10. Biliary Tree Infections
Includes acute bacterial ascending cholangitis, liver flukes, recurrent pyogenic cholangitis, ascariasis, and HIV cholangiopathy.
11. Immune-Related Diseases
Conditions causing specific biliary changes include Primary Biliary Cholangitis (PBC), Primary Sclerosing Cholangitis (PSC), and IgG4-related cholangitis.
12. Malignancies (Cholangiocarcinoma & Metastases)
- Cholangiocarcinoma: Can manifest as intrahepatic masses or hilar tumors (Klatskin tumors) causing abrupt segment-specific ductal obstruction.
- Metastases: Biliary tree metastases can closely mimic cholangiocarcinoma.
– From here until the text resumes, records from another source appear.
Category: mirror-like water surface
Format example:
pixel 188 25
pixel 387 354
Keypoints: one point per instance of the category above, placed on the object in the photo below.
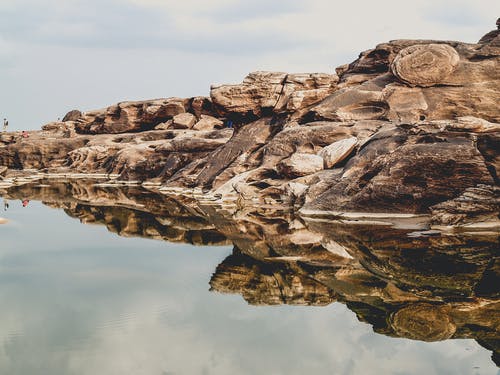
pixel 79 299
Common primary sites include the breast, colon, and melanoma.
:::danger[Critical Findings Requiring Urgent Intervention]
- CBD stone with clinical signs of ascending cholangitis (requires emergency ERCP)
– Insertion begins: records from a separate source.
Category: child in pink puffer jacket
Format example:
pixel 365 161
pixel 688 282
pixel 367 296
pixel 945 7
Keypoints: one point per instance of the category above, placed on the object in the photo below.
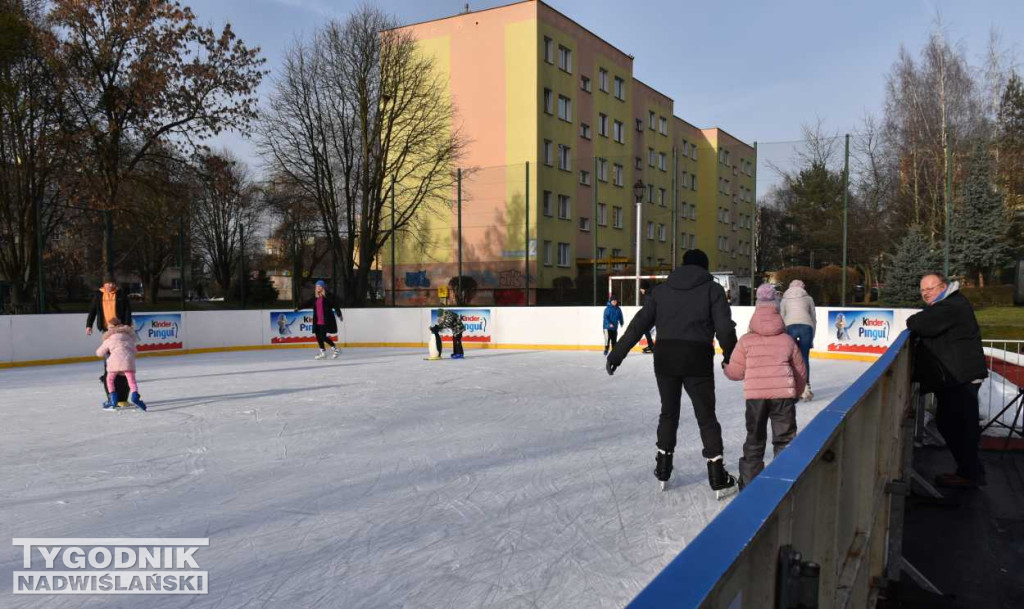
pixel 119 348
pixel 769 362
- Gallbladder empyema or gangrenous cholecystitis (high risk of perforation)
- Biliary-enteric fistula associated with bowel obstruction (gallstone ileus) :::












Conclusion
Ultrasound remains the first-line imaging modality for biliary tree evaluation, offering excellent diagnostic accuracy for common conditions like cholelithiasis and biliary obstruction while avoiding radiation exposure. Proper technique—including patient preparation, correct transducer selection, and a systematic scanning approach—is essential for optimal results.
While ultrasound has structural limitations in evaluating the distal CBD due to overlying bowel gas, it provides crucial initial diagnostic information that directly guides further clinical management, such as the need for advanced MRCP imaging or therapeutic ERCP interventions.
References
- American College of Radiology (ACR). (2022). ACR Appropriateness Criteria® Right Upper Quadrant Pain. Journal of the American College of Radiology, 19(5S), S223-S231.
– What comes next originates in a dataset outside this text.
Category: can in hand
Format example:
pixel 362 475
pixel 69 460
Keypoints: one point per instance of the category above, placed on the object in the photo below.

- Middleton, W. D., Kurtz, A. B., & Hertzberg, B. S. (2021). Ultrasound: The Requisites (4th ed.). Elsevier.
- Rumack, C. M., Levine, D. (2022). Diagnostic Ultrasound (6th ed.). Elsevier.
- European Federation of Societies for Ultrasound in Medicine and Biology (EFSUMB). (2020). Guidelines on Interventional Ultrasound (INVUS), Part III - Abdominal Treatment Procedures. Ultraschall in der Medizin, 41(1), 16-44.
- National Institute for Health and Care Excellence (NICE). (2021). Gallstone disease: diagnosis and management. NICE Clinical Guideline 188.